But the artifacts inside reflect the building’s secondary legacy as a creative sanctuary for male writers, visual artists and musicians. Within a decade of Ricketts’ 1948 death, a group of men bought the lab and repurposed it as a private club. The modest space is credited as the birthplace of the Monterey Jazz Festival, which just celebrated its 55th year.
The city has worked to preserve the building with a seismic retrofit, a new roof, weatherizations and pest exterminations. But official rules limit the number of people inside to no more than 20 at a time, Copeland says.
Cultural and educational groups can arrange tours through the city, but only the three remaining PBL club members have open access to the lab – and only until the agreement’s 2015 expiration.
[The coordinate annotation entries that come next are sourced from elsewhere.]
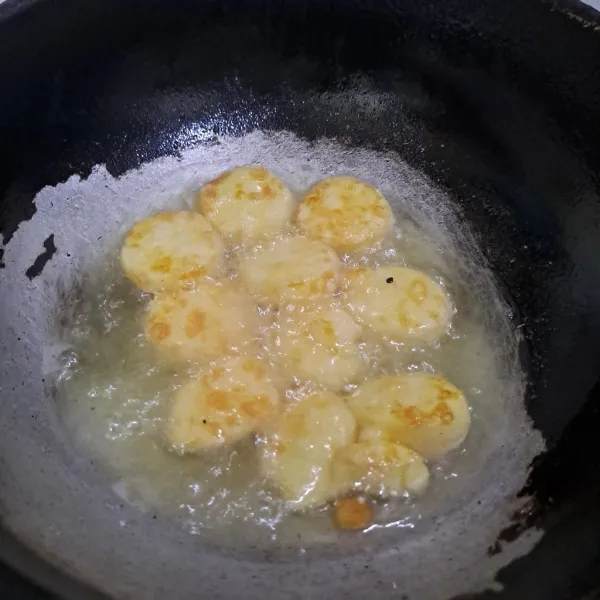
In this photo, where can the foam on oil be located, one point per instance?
(113, 388)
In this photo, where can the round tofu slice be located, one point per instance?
(246, 203)
(203, 324)
(292, 269)
(319, 345)
(300, 444)
(401, 304)
(345, 213)
(222, 406)
(379, 468)
(422, 411)
(171, 250)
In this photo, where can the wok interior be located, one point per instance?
(485, 125)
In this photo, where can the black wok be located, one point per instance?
(497, 103)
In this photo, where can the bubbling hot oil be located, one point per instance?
(114, 390)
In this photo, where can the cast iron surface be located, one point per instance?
(500, 103)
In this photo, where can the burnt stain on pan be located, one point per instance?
(42, 260)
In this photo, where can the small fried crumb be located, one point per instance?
(352, 513)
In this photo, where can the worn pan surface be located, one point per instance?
(495, 105)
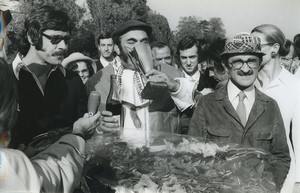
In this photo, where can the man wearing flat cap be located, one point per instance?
(239, 113)
(163, 115)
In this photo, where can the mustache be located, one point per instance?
(242, 73)
(59, 53)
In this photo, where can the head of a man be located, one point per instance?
(288, 59)
(162, 53)
(106, 45)
(47, 32)
(130, 34)
(242, 58)
(189, 53)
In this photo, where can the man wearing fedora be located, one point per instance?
(163, 115)
(240, 113)
(50, 97)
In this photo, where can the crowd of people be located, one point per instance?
(243, 90)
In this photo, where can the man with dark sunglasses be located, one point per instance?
(50, 97)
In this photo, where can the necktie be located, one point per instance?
(241, 108)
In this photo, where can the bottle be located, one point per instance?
(114, 104)
(93, 102)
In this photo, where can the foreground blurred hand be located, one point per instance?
(85, 126)
(157, 76)
(108, 123)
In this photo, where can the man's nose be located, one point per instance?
(245, 68)
(188, 61)
(62, 45)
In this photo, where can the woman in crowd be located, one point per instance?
(290, 61)
(281, 85)
(81, 64)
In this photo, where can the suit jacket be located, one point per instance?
(164, 116)
(216, 120)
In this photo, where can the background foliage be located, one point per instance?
(106, 15)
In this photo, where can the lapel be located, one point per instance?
(222, 95)
(258, 108)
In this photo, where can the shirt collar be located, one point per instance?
(194, 77)
(104, 62)
(18, 63)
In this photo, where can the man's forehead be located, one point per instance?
(242, 56)
(106, 40)
(56, 32)
(190, 51)
(134, 34)
(163, 50)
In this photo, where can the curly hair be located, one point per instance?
(8, 97)
(273, 35)
(42, 19)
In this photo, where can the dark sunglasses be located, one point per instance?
(57, 39)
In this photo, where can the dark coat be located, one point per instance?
(216, 120)
(63, 102)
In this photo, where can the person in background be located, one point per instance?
(163, 117)
(51, 97)
(83, 65)
(162, 54)
(83, 42)
(241, 114)
(281, 85)
(290, 61)
(189, 54)
(106, 49)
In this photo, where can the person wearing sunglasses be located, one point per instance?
(51, 97)
(278, 83)
(239, 113)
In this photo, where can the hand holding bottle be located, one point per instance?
(108, 123)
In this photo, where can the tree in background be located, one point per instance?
(201, 29)
(107, 14)
(161, 28)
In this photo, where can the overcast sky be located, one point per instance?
(237, 15)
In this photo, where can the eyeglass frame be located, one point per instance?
(244, 62)
(267, 44)
(55, 38)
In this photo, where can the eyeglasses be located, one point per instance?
(286, 59)
(57, 39)
(238, 64)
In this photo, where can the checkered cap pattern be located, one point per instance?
(243, 43)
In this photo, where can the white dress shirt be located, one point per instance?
(233, 95)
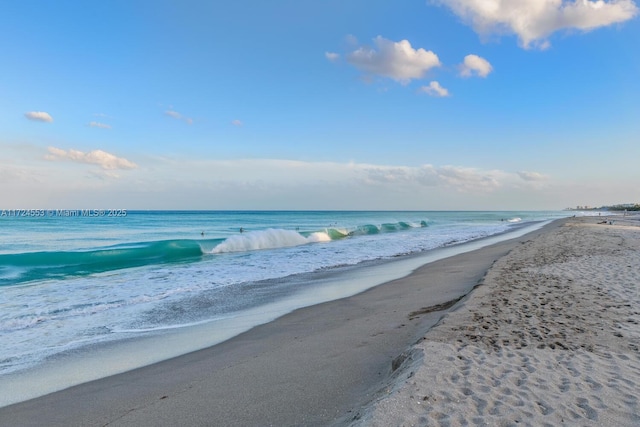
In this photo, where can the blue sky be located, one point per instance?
(296, 104)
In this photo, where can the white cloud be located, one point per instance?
(101, 158)
(475, 65)
(39, 116)
(533, 21)
(532, 176)
(456, 178)
(331, 56)
(179, 116)
(434, 89)
(99, 125)
(396, 60)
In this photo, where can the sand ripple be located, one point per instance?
(552, 337)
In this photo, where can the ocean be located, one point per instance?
(76, 280)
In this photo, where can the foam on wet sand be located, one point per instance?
(551, 337)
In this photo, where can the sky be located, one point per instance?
(334, 104)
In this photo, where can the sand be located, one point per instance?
(548, 336)
(551, 338)
(314, 366)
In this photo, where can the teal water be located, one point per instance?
(68, 281)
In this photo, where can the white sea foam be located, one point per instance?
(268, 239)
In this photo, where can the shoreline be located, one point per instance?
(312, 366)
(100, 360)
(551, 337)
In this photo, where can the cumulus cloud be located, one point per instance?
(99, 125)
(453, 177)
(396, 60)
(106, 161)
(39, 116)
(331, 56)
(532, 176)
(434, 89)
(475, 65)
(178, 116)
(533, 21)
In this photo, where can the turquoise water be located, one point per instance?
(72, 280)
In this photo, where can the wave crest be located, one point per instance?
(270, 238)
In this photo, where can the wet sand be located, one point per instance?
(552, 337)
(319, 365)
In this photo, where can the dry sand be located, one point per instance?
(551, 338)
(315, 366)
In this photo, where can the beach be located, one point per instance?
(541, 329)
(551, 338)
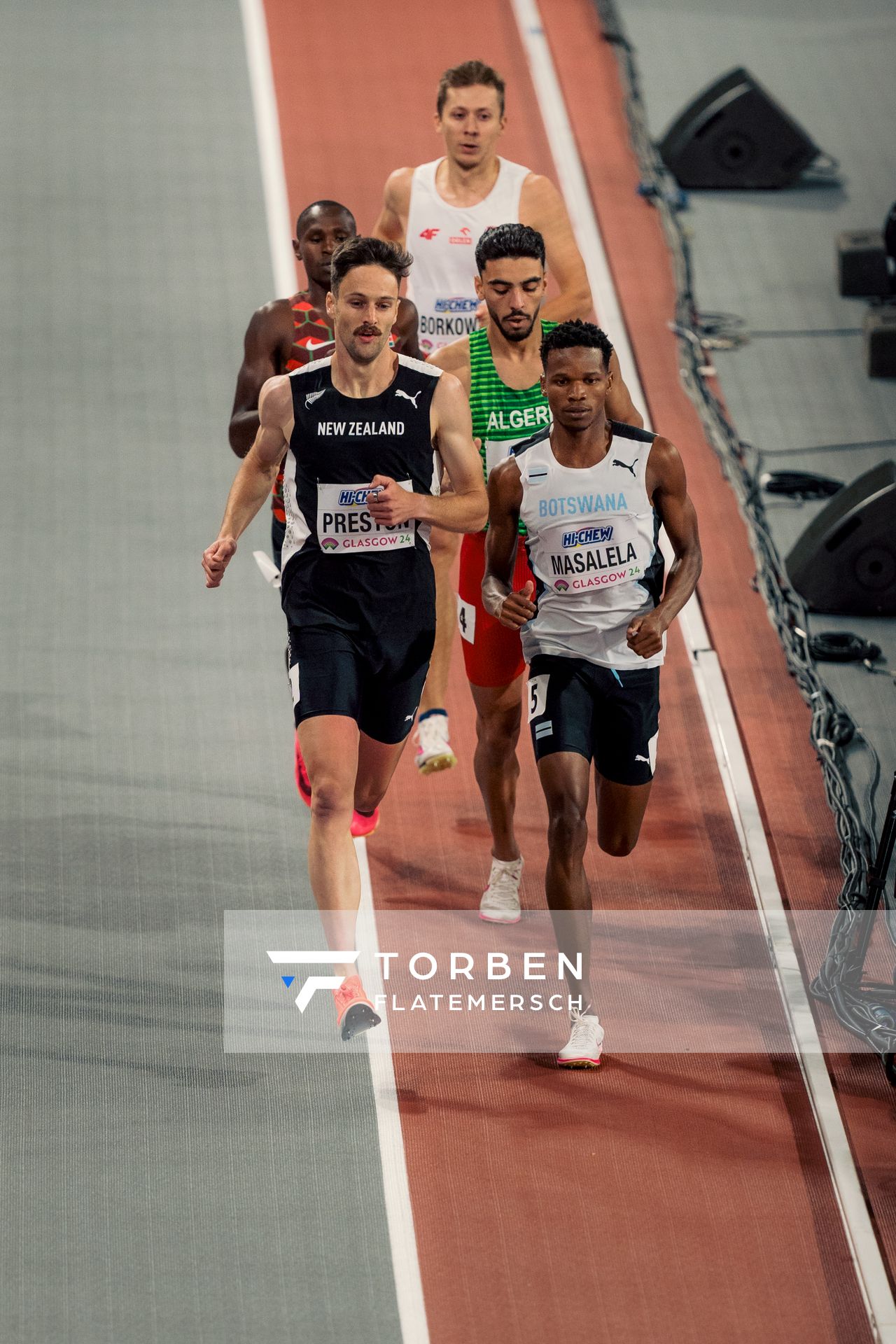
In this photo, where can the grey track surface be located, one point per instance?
(769, 257)
(153, 1189)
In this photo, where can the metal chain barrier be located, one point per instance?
(867, 1009)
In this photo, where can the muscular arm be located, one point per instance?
(542, 207)
(620, 405)
(255, 476)
(397, 202)
(406, 326)
(668, 487)
(454, 359)
(505, 498)
(260, 363)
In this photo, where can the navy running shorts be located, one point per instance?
(606, 715)
(379, 687)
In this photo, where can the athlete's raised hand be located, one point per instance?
(216, 559)
(517, 608)
(391, 504)
(645, 634)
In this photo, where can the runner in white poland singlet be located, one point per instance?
(442, 239)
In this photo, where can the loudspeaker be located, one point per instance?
(735, 134)
(846, 561)
(880, 342)
(862, 265)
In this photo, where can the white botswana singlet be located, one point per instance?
(442, 241)
(593, 545)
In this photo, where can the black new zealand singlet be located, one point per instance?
(340, 568)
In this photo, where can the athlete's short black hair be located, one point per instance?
(367, 252)
(568, 335)
(464, 77)
(326, 206)
(510, 241)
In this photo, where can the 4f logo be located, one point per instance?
(312, 958)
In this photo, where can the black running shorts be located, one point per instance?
(608, 717)
(379, 687)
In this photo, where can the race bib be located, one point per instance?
(466, 620)
(593, 556)
(538, 687)
(346, 527)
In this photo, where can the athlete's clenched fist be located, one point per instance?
(517, 608)
(391, 504)
(645, 634)
(216, 559)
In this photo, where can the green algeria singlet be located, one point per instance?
(501, 416)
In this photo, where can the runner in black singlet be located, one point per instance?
(289, 332)
(365, 433)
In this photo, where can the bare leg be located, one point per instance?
(564, 780)
(377, 764)
(331, 746)
(621, 808)
(498, 711)
(444, 552)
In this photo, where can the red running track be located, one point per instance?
(665, 1198)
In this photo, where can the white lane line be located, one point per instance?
(270, 152)
(399, 1214)
(867, 1259)
(409, 1288)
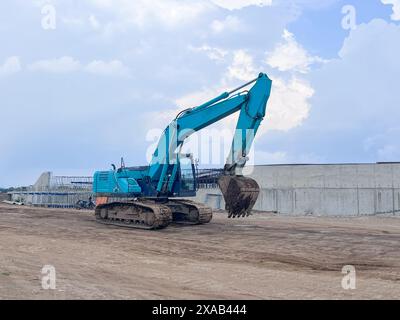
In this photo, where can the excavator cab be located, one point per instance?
(187, 179)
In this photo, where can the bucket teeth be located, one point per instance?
(240, 195)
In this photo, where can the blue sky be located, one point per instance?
(77, 97)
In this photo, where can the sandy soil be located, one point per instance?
(262, 257)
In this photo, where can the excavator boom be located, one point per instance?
(143, 196)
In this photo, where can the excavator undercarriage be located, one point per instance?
(151, 213)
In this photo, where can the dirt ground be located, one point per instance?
(261, 257)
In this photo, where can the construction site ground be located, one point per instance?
(265, 256)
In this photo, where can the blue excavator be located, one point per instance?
(153, 196)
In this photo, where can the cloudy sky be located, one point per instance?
(83, 83)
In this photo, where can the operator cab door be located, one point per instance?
(187, 179)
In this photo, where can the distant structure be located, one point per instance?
(55, 191)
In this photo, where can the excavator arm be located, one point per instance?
(240, 193)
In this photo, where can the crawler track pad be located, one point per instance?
(240, 194)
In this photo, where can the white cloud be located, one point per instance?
(68, 65)
(212, 53)
(64, 64)
(242, 67)
(112, 68)
(11, 65)
(291, 56)
(396, 8)
(229, 24)
(143, 13)
(240, 4)
(94, 23)
(289, 104)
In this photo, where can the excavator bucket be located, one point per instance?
(240, 194)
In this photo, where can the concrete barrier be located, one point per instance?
(326, 190)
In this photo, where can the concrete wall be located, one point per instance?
(331, 190)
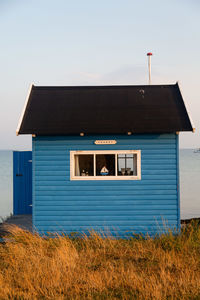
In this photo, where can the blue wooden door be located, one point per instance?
(22, 182)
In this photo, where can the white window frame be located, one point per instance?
(116, 177)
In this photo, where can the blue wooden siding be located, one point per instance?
(147, 205)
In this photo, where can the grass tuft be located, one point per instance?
(96, 267)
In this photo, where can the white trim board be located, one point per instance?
(24, 109)
(72, 166)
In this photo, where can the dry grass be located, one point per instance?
(167, 267)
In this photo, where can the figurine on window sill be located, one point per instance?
(104, 171)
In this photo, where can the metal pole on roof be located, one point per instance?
(149, 54)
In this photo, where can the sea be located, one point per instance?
(189, 183)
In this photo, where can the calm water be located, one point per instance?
(189, 181)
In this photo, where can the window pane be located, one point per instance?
(127, 166)
(84, 165)
(105, 165)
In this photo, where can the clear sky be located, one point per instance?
(90, 42)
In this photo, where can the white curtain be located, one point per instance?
(77, 168)
(135, 164)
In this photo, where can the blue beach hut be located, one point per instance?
(105, 157)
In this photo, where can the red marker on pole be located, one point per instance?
(149, 54)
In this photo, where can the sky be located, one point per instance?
(90, 42)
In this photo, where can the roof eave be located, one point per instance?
(24, 109)
(186, 107)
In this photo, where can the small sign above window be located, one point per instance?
(105, 142)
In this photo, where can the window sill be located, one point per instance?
(105, 178)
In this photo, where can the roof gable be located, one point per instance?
(104, 110)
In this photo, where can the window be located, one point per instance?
(105, 165)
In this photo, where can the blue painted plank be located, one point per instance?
(56, 197)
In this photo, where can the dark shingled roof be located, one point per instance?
(104, 110)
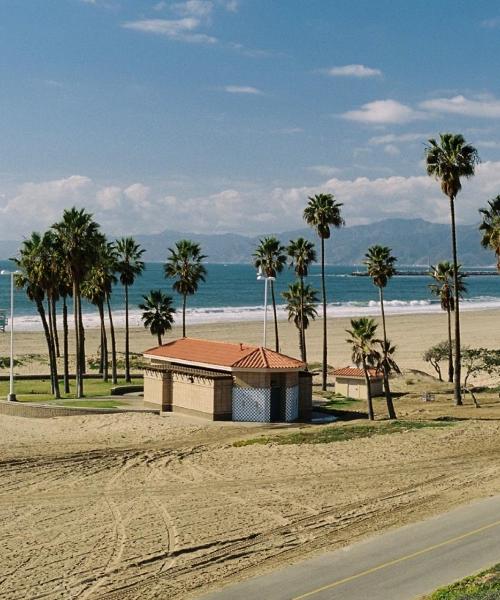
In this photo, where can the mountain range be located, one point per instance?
(413, 241)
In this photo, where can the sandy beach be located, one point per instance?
(412, 334)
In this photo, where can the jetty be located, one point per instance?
(423, 273)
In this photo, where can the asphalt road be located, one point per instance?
(398, 565)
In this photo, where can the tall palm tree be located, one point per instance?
(158, 313)
(301, 253)
(270, 257)
(443, 288)
(363, 351)
(184, 264)
(77, 233)
(34, 264)
(301, 301)
(129, 266)
(323, 212)
(381, 268)
(449, 160)
(490, 226)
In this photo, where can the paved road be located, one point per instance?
(399, 565)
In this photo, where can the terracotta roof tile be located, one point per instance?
(354, 372)
(224, 354)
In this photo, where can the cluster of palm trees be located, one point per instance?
(74, 259)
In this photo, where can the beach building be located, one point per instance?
(350, 382)
(225, 381)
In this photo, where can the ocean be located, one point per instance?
(232, 293)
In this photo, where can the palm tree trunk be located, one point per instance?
(450, 349)
(114, 375)
(65, 346)
(81, 349)
(50, 346)
(51, 338)
(104, 343)
(302, 330)
(371, 416)
(184, 298)
(387, 389)
(457, 374)
(127, 360)
(76, 292)
(323, 290)
(54, 326)
(276, 338)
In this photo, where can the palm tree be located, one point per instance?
(321, 213)
(381, 268)
(77, 233)
(362, 341)
(158, 313)
(269, 256)
(34, 264)
(185, 266)
(301, 253)
(443, 288)
(387, 365)
(129, 266)
(301, 301)
(490, 227)
(448, 161)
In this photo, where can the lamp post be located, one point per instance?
(260, 276)
(12, 395)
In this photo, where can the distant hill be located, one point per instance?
(413, 241)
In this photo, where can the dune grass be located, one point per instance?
(38, 390)
(483, 586)
(335, 433)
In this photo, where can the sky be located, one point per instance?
(225, 115)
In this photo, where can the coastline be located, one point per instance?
(412, 333)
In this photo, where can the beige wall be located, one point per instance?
(157, 389)
(356, 388)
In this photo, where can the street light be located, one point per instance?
(11, 396)
(260, 276)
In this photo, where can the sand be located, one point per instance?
(137, 506)
(412, 334)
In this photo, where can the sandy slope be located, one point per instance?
(411, 333)
(137, 506)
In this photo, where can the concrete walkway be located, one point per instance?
(399, 565)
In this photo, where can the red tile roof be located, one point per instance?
(223, 354)
(359, 373)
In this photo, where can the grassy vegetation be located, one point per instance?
(484, 586)
(38, 390)
(334, 433)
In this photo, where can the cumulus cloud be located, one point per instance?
(381, 112)
(483, 107)
(242, 89)
(138, 208)
(176, 29)
(359, 71)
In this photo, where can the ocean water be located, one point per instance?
(232, 293)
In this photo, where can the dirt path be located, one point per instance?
(172, 520)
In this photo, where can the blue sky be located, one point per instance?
(224, 115)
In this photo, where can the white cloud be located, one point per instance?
(242, 89)
(382, 112)
(392, 150)
(394, 138)
(194, 8)
(175, 29)
(352, 71)
(324, 170)
(482, 107)
(135, 207)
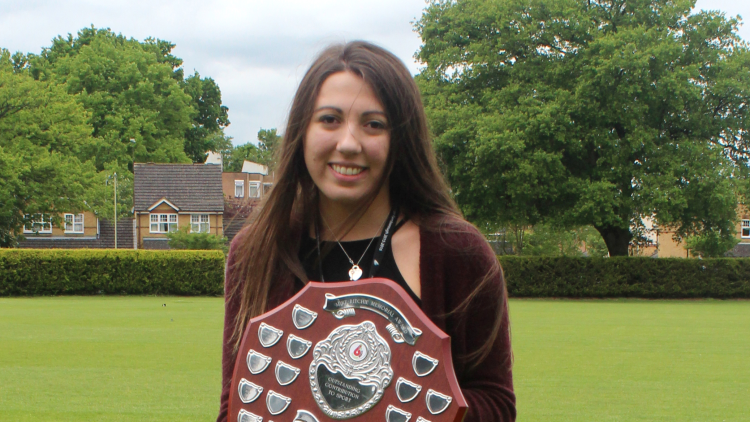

Copeland says he’s heard from several groups offering support in the lab’s next phase. One proposal came earlier this month from Monterey resident Jeff Condit, who envisioned a public-private partnership with an as-yet-unformed nonprofit that could spearhead fundraising and programming. Initial ideas included community events in front of the lab and an interpretive center in its basement.
But Condit, an administrative analyst for the city, says he scrapped the idea because of the Weekly’s inquiries into his proposal, which he emailed to Copeland in early September. “It’s over,” he says.
Copeland’s take is slightly different: “They’ve withdrawn it for the time being so they can work on the details.”
Another potential partner is a group of professionals known as “The Cavalry,” who meet at the lab on the first Friday of every month. Frank Wright, a 93-year-old founder of the PBL club, says he sponsors The Cavalry and would be happy to pass the torch to them. (He says membership is restricted to men.) Copeland confirms the group has expressed interest.
Cannery Row Foundation board member Ted Balestreri says he hopes the city will keep accommodating public tours. “It’s probably the last real historic building down here of any significance,” he says. “This is one that lives and breathes and has a certain cachet that’s hard to duplicate. It has a beautiful funkiness.”